A new report from the New Zealand Institute of Economic Research (NZIER) says land-based industries like livestock, forestry, and agriculture were resilient during New Zealand’s lockdown period earlier this year
The report says these fields survived and are coping with a number of uniquely New Zealand-based strengths, along with other factors beyond the country’s control. For example, the paper cites a mixture of strong demand from Asia, flexible supply chains that suit commodity products, and strong institutions that govern food processing have all contributed to New Zealand’s strong trading results throughout the COVID-19 pandemic so far.
“Our land-based industries have proven themselves to be exceptionally resilient, particularly when it comes to trade” said Principal Economist and lead author of the report, Chris Nixon.
A mixture of strong demand from Asia (particularly China), flexible supply chains that suit commodity products, and strong institutions that govern food processing have all contributed to New Zealand’s strong trading results throughout the COVID-19 pandemic so far. Dairy, meat and horticulture are up by nearly $1 billion year-to-date relative to this time in 2019.
“Not only has demand for New Zealand products remained solid, the outlook for all land-based industries looks strong. Supporting this growth are the flexibility of our supply chains and the institutions that govern the rules around food processing” commented Chris Nixon.

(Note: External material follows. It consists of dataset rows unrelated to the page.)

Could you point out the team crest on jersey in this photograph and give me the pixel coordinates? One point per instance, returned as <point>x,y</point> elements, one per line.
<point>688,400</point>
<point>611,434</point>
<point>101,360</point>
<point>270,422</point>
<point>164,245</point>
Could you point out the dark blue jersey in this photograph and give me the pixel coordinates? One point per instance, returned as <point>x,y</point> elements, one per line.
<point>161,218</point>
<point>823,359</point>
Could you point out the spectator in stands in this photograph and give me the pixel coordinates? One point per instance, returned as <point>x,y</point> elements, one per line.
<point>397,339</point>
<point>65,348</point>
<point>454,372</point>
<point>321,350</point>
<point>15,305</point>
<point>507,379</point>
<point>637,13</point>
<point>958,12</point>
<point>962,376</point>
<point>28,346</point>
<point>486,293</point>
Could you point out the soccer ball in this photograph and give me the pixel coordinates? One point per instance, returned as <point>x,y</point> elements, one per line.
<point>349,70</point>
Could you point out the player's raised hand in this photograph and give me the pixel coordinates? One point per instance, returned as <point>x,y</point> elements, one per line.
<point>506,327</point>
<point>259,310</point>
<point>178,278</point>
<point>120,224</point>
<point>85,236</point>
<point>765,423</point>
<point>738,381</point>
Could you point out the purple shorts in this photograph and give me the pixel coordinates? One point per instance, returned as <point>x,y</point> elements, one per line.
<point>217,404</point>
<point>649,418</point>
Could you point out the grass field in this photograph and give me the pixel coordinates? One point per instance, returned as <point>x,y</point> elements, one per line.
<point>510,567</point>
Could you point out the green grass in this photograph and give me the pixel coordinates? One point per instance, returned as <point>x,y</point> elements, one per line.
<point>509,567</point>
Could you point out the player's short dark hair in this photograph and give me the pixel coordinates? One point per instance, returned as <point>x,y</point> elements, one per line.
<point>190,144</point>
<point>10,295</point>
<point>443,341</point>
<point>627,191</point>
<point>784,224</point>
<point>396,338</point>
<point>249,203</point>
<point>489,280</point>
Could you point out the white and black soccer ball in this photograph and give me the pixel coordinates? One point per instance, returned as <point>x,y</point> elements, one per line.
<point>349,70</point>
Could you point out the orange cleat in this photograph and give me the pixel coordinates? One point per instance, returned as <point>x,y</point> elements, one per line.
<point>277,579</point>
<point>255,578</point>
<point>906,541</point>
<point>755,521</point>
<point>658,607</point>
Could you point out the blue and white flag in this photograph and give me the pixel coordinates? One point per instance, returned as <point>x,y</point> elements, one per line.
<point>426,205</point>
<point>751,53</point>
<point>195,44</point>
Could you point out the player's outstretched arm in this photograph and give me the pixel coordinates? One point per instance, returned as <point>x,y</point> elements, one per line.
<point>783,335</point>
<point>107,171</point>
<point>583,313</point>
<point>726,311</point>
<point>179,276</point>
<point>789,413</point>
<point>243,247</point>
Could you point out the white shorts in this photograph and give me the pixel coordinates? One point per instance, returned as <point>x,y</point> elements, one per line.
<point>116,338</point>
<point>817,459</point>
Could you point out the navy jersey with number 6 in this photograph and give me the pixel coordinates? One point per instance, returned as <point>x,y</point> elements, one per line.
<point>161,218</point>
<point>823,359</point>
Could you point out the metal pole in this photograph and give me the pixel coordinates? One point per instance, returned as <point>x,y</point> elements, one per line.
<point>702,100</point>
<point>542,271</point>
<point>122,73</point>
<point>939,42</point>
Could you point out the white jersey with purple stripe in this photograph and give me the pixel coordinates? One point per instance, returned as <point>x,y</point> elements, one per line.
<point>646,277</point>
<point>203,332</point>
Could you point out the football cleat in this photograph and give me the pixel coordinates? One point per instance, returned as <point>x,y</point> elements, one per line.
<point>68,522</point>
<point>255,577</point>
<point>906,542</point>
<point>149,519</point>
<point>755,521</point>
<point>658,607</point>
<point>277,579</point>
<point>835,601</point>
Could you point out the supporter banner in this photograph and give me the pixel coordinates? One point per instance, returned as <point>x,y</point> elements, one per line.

Nixon warns that as the COVID-19 pandemic continues New Zealand must remain vigilant to how it impacts trade globally.
“A reduction in consumption of retail goods in the US could have an impact on Asian demand and incomes. This may mean that other countries have less to spend on New Zealand products and services”.
However, New Zealand’s exposure to North American markets is limited because their commodity markets are fiercely protected. Also, recessions tend not impact on commodity products relative to consumer products. These factors have acted in our favour during COVID”.
“Inward-looking US and European Union trade policies means that we have to tread carefully in the new trade policy world” said Nixon.